Buried Markov models for speech recognition

  • Authors:
  • J. A. Bilmes

  • Affiliations:
  • Int. Comput. Sci. Inst., Berkeley, CA, USA

  • Venue:
  • ICASSP '99 Proceedings of the Acoustics, Speech, and Signal Processing, 1999. on 1999 IEEE International Conference - Volume 02
  • Year:
  • 1999

Quantified Score

Hi-index 0.00

Visualization

Abstract

Good HMM-based speech recognition performance requires at most minimal inaccuracies to be introduced by HMM conditional independence assumptions. In this work, HMM conditional independence assumptions are relaxed in a principled way. For each hidden state value, additional dependencies are added between observation elements to increase both accuracy and discriminability.
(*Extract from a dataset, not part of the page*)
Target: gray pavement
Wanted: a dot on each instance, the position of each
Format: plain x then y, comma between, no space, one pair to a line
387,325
These additional dependencies are chosen according to natural statistical dependencies extant in training data that are not well modeled by an HMM. The result is called a buried Markov model (BMM) because the underlying Markov chain in an HMM is further hidden (buried) by specific cross-observation dependencies. Gaussian mixture HMMs are extended to represent BMM dependencies and new EM update equations are derived. On preliminary experiments with a large-vocabulary isolated-word speech database, BMMs are able to achieve an 11% improvement in WER with only a 9.5% increase in the number of parameters using a single state per mono-phone speech recognition system.